Clinical Image
Ann Hematol Oncol. 2021; 8(3): 1336.
Massive Bone Marrow Carcinomatosis Presenting with Leukoerythroblastic Blood Reaction
Ana Garzo*, Verdu-Belmar J, Campos E, De Paz FJ and Tarin F
General Hospital of Alicante, Spain
*Corresponding author: Ana Garzo, Pintor Baeza, n° 11. 03010 Alicante, Spain
Received: February 18, 2021; Accepted: March 18, 2021; Published: March 25, 2021
Abstract
We present a case of an extensive bone marrow infiltrate of poorly differentiated carcinoma, in a 19-year-old male with suspected progression of sinusal undifferentiated carcinoma, after several lines of treatment.

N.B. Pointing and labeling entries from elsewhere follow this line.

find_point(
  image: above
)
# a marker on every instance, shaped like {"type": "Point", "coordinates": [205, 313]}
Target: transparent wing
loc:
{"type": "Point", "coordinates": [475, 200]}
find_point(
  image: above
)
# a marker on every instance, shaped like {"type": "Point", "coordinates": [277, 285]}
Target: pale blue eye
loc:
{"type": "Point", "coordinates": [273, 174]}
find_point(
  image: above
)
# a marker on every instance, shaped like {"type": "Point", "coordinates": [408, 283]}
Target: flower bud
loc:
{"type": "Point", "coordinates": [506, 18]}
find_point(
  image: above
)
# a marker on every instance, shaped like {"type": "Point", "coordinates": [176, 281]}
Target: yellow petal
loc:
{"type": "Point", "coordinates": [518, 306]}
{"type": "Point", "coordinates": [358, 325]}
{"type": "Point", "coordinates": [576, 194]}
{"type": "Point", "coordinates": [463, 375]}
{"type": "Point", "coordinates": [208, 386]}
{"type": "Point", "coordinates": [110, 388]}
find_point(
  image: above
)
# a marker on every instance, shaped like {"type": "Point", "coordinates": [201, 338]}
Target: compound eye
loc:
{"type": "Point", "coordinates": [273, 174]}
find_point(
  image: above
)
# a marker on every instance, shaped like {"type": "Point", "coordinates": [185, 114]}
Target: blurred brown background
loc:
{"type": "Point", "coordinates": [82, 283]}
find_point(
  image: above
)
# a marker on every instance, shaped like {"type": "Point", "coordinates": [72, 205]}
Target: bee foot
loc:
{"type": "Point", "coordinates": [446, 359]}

Keywords: Massive bone marrow; Leukoerythroblastic blood; Carcinomatosis
Clinical Image
A 19-year-old male with a history of sinusal undifferentiated carcinoma was admitted for suspected progression after several lines of treatment, presenting severe bicytopenia (19,000×10³/μL platelets and hemoglobin of 9.8g/dL). A leukoerythroblastic blood picture was observed with immature myeloid forms and 20-30% of erythroblasts, without atypical or blast cells. The bone marrow aspirate showed a great infiltration by polymorphic cells with numerous cytoplasmic blebs, that were organized in occasional syncytia and these findings did not suggest a hemopoietic population (Figure 1, panels A-C: Wright-Giemsa stain; 10x, 100x and 40x objective lens respectively) [1]. Diffuse bone marrow infiltration by neoplastic cells results in replacement of hematopoietic elements in the marrow.
Figure 1: Hematoxylin/eosin (H&E) staining of bone marrow aspirate in a case of a massive bone marrow poorly differentiated carcinomatosis. The picture shows a great infiltration by polymorphic cells (A) 10x magnification) with numerous cytoplasmic blebs (B) 100x magnification) and cohesive clusters of tumor cells (C) 50x magnification).
Flow cytometry plots of those abnormal cells showed expression of CD56 and NG2, without expression for myeloid/monocytic antigens, erythroid/megakaryocytic antigens, lymphoid antigens, dendritic cells and stem cells. The study was compatible with medullary infiltration by extrahematological neoplasia of epithelial/ neuroepithelial origin CD56+ (NCAM+) and NG2+. Pathologist interpretation revealed an extensive infiltrate of poorly differentiated carcinoma.
Bone marrow metastases usually present undifferentiated morphological characteristics and the diagnostic requires the integration of clinical manifestations, laboratory findings, morphology, flow cytometry, inmunohistochemistry techniques, cytogenetics and molecular biology [2,3]. The contribution of flow cytometry and pathologist interpretation was essential in this case.